Container orchestration systems like Kubernetes have changed how developers work with and deploy containerized apps to the cloud. With more developers being encouraged to treat infrastructure as code there is a radical shift in how we will build, deploy and maintain applications, especially within cloud ecosystems.
It is said that no matter what your dev environment, build pipeline or deploy infrastructure is, there exists a combination of managed platforms, tools and software that you can choose to operate which will make you productive on the go. Organisations can choose to run container orchestration on bare metal private clouds or use any of the major cloud platforms, all of which provide managed Kubernetes as a service. Although self managed Kubernetes is the most common approach to managing containers, this is rapidly changing with Amazon EKS, Azure AKS and Google GKE playing catch up.
Who is responsible for container security?
Given the nuances of running Kubernetes, the often changing runtime driven responsibilities of DevOps, Ops and DevSecOps teams and the choices that organisations have to make between deployments and (sometimes) secure deployments can displace and decentralize the responsibility of maintaining a secure cluster.
More often than not, clusters like ships are never recreated from scratch once they are in the running state. You could drain, patch and uncordon your cluster nodes when dealing with a kernel level vulnerability for example, but the hassles of ensuring everything goes off smoothly can become nerve wrecking organisationally.
Enter managed clusters. Cloud providers have for several years now outlined the “Shared Responsibility” paradigm to ensure consumer and cloud provider division of responsibility. All the three major cloud providers have documentation around this philosophy (Amazon AWS, Azure, Google Cloud Platform).

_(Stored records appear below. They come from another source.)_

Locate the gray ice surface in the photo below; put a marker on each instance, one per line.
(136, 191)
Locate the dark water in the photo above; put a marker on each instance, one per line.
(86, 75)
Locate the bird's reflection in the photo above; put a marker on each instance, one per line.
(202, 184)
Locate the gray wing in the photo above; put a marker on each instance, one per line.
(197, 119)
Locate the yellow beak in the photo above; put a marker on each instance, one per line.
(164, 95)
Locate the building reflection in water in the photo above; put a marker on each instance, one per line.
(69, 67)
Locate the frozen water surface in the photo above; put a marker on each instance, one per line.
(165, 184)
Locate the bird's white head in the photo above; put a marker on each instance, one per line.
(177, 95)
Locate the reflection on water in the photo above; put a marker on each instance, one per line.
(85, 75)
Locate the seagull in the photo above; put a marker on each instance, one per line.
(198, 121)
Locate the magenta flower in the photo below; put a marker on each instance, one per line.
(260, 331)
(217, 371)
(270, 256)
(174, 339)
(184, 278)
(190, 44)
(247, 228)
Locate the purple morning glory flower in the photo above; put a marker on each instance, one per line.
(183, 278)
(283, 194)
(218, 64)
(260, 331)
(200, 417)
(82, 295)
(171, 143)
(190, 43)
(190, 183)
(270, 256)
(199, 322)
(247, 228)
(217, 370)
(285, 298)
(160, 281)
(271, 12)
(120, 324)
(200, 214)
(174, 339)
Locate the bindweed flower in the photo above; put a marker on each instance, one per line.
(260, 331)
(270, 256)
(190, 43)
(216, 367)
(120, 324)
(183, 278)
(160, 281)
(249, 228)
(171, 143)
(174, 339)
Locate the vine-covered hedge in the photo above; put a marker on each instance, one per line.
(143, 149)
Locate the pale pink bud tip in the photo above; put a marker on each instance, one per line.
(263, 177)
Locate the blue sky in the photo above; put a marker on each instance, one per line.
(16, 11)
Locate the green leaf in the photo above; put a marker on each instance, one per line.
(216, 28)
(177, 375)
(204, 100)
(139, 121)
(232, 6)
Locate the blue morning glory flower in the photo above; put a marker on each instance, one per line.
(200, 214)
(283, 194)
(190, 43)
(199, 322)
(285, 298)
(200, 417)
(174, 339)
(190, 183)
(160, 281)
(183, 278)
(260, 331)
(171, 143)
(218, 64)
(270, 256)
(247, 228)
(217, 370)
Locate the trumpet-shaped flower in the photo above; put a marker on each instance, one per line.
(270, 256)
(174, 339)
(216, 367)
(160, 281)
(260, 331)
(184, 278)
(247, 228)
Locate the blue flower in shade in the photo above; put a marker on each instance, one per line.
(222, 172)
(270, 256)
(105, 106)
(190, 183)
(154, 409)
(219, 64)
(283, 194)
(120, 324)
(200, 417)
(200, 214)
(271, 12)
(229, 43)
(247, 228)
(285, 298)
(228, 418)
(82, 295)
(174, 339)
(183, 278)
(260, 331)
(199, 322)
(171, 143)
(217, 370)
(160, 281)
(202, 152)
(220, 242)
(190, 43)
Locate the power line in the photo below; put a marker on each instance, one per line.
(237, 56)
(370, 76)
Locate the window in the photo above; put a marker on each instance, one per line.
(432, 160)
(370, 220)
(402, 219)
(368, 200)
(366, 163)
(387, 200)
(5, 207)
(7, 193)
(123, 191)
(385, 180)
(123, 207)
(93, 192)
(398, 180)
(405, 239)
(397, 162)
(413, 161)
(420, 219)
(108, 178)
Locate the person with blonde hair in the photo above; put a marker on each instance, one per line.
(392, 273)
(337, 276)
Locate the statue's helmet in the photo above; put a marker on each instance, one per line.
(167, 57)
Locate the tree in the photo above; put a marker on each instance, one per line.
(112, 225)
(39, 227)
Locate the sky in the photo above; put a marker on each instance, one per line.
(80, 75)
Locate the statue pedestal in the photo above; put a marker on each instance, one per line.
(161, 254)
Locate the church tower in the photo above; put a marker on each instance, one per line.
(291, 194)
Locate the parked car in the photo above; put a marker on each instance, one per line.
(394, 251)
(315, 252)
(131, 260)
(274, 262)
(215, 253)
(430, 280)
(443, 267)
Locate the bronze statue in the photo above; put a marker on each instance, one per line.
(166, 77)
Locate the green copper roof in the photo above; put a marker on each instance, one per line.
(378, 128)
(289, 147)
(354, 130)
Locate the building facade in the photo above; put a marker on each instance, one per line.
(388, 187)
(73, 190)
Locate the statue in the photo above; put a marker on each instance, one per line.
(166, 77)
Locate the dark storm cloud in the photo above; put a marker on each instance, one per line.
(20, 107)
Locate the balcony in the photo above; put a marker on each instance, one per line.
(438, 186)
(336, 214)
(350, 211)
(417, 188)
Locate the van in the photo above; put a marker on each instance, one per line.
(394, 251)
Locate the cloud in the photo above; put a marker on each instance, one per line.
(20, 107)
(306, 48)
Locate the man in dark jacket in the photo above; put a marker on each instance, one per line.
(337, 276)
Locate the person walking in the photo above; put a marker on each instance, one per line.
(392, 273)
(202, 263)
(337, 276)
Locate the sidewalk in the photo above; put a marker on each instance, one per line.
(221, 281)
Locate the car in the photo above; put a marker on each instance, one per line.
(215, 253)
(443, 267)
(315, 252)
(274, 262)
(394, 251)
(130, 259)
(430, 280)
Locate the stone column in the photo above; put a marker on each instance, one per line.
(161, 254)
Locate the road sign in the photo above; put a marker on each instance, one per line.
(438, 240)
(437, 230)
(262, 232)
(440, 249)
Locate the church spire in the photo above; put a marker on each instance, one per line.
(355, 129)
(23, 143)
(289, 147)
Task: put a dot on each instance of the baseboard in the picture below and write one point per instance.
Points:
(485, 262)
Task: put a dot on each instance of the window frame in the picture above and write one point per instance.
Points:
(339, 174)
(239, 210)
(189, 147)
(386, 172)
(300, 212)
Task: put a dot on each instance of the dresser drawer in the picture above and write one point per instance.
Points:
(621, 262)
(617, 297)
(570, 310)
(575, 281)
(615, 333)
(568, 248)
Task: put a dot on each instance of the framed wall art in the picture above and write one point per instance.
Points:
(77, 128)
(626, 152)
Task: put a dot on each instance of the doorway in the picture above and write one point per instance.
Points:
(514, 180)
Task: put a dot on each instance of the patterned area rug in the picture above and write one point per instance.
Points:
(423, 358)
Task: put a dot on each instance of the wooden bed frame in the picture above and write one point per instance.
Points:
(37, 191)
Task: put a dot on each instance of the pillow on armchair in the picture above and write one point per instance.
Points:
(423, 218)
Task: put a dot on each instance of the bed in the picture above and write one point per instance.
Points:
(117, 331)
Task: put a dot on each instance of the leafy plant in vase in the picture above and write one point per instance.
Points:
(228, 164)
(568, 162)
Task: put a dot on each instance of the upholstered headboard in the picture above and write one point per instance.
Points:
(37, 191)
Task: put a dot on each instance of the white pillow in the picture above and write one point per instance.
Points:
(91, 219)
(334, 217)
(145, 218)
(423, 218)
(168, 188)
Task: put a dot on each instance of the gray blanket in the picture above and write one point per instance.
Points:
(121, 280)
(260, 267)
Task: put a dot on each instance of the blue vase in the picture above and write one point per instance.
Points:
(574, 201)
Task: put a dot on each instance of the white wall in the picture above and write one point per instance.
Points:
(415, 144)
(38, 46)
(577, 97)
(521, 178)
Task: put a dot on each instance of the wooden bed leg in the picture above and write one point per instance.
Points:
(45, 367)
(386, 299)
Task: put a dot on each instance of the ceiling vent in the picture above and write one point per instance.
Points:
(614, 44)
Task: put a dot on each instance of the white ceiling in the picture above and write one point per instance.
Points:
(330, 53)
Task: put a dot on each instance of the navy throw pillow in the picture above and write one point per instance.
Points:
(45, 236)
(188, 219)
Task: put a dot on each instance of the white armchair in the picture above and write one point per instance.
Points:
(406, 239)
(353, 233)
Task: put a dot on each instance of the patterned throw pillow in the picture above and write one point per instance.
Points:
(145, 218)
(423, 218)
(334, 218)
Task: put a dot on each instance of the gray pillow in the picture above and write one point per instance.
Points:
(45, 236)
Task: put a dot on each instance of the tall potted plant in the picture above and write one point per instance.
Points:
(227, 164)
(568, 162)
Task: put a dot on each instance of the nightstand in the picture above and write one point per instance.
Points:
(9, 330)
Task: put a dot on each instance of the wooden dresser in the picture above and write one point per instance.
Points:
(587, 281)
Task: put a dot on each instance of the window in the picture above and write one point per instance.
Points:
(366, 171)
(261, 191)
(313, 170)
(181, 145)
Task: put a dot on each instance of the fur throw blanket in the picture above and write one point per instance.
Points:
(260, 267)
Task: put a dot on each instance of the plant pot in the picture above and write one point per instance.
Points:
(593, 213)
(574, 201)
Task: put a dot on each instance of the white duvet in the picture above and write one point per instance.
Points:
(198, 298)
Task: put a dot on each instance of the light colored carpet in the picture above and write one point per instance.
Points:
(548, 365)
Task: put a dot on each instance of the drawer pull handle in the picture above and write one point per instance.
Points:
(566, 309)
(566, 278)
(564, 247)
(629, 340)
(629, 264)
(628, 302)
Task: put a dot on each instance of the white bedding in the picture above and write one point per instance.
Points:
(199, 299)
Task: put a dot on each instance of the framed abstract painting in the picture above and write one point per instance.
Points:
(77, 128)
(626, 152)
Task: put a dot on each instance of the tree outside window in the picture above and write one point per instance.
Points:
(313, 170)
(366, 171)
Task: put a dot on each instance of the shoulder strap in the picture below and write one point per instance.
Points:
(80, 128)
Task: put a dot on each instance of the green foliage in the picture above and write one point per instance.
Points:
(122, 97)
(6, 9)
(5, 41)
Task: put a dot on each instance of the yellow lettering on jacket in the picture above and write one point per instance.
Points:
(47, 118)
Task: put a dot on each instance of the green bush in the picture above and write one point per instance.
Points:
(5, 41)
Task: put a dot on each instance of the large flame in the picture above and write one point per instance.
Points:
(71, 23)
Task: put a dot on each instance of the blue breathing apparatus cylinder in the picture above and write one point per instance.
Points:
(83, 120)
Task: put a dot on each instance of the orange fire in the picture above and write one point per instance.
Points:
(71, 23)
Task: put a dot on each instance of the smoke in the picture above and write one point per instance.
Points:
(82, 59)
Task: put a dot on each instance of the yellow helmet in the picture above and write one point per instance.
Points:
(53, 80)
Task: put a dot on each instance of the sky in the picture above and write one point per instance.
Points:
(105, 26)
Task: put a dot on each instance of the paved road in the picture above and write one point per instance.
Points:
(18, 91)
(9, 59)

The philosophy boils down to
- The cloud provider will take care of the security of the control and management plane
- The consumer is responsible for the security of data, it’s transmission outside the platform and data operations that the customer’s product performs
- The consumer is responsible for the security of any apps, their endpoints, access management to any SaaS services and platform account access itself.
To make it even easier for consumers, most operations are transparent when deploying apps and services on managed Kubernetes environments. Not exactly a one click deployment, but setting up the defaults in a way to peddle ease of cluster creation and service migration to the cluster is as breezy as possible.
Given that generally app devs are more concerned about the scalability, stability, functionality and availability of their apps, cluster deployments need to be able to support these prime aspects of the developer’s checklist to be lucrative targets for higher adoption without maintenance and upkeep of the underlying infra become blockers in everyday operations.
So are the defaults really secure when you start a new cluster on GKE? Let’s find out.
Starting a new cluster on GKE
Following the path of a team that is fairly new to working with GKE but also want to be “Cloud first”, “Cloud native” and “Kubernetes first”, the team can end up on the GKE Quickstart documentation at https://cloud.google.com/kubernetes-engine/docs/quickstart.
This compact yet immensely useful document is - as it is described, a quickstart guide. Let’s follow this to setup a new cluster in GKE. I’m using the Google cloud shell for these commands:
Step 1: Configure the project ID and compute zone:
If you are using the cloud shell, the project will already be set for you, you can verify this with
gcloud config list
We need to set a compute-zone where our cluster will finally run. I’m using us-west1-a
gcloud config set compute/zone us-west1-a
Step 2: Creating a single node GKE cluster
Give the cluster a name. I’m calling it saas-cluster. This will be a single node cluster.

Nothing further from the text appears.